Introduction: Composting Toilet

About: I'm a professional homeowner. Have enjoyed this site since 2015.

I am trying to lower my carbon footprint and I also think a flush toilet wastes way too much clean water! There are a lot of plans out there that show how to build a compost toilet and I was going to take ideas from several of them and combine them to build mine. I was struck between using pallets or buying plywood to build the box out of to mount the toilet seat, hold the bucket and urine diverter. Fortunately, I stopped in Goodwill on my way to the hardware store and happened by an end table for sale for $5. I looked at it carefully and determined it was almost perfect for my toilet. The pictures show the before and after. I was able to re-use this end table and didn't have to build a cabinet! I liked that!
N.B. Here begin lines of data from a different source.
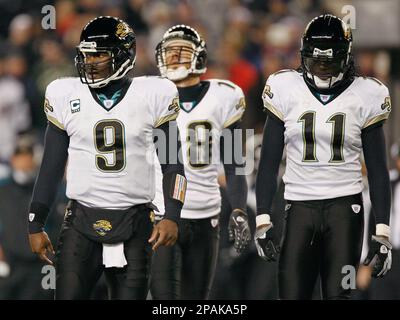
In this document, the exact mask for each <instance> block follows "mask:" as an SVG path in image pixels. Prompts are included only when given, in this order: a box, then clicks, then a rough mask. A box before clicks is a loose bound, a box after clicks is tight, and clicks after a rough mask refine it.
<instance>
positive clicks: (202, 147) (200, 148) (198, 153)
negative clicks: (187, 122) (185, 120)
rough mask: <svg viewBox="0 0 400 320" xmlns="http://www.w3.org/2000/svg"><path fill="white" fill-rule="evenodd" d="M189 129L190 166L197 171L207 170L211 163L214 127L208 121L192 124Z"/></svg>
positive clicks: (188, 137) (194, 122)
mask: <svg viewBox="0 0 400 320" xmlns="http://www.w3.org/2000/svg"><path fill="white" fill-rule="evenodd" d="M187 129H188V131H187V132H188V134H187V136H186V142H187V144H188V150H187V152H188V153H187V155H188V160H189V161H188V162H189V165H190V166H191V167H193V168H195V169H200V168H205V167H207V166H208V165H210V163H211V156H212V135H211V129H212V125H211V123H210V122H208V121H196V122H192V123H190V124H189V125H188V127H187Z"/></svg>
The following steps and pictures show my progress

Step 1: Remove the Doors, Top and Paint Cabinet

So begins the transformation. This project can use a regular 5 gallon bucket you can find almost anywhere. I am using a Tidy Cats Litter bucket but the principle is the same. I removed the doors and cleaned the entire cabinet inside and out. Then cleaned the doors and started painting the cabinet and the doors. I used spray paint to apply primer and then spray paint for first and second coat. The final coat was brushed on.

Step 2: Cut Hole for Toilet Seat.

I just positioned the seat on where it would be mounted and drew the inside of the seat and the mounting holes. Drilled the mounting holes and used saber saw to cut out opening. Also cut a piece of scrap hardboard the same shape but about 1/2" smaller.

Step 3: Mount Seat and Fit Bucket Inside

After mounting toilet seat to top, I slid bucket inside and set it where it would normally sit and left room for a rectangular funnel I am going to use as the urine diverter. Removed the top and placed a 1/4" piece of hardboard on top. Drew where the holes would be for bucket and urine diverter. Cut those out and cut the hardboard to fit under the top (last picture).

Step 4: Use Foam Sealing to Make Air Tight.

This step is only to help reduce smell (if any).

I sealed the doors and the seat. Ran garden hose from urine diverter to outside and will drain into a leach field along with shower and sink water.

I am using peat moss to cover up waste and toilet paper. This also eliminates odors. Every time the urine diverter is used, I spray a multi-purpose cleaner in it. This also prevents odor.

That's it! My composting toilet works great, there is no odor and I am not wasting several gallons of water every day. Hope you like my Instructable.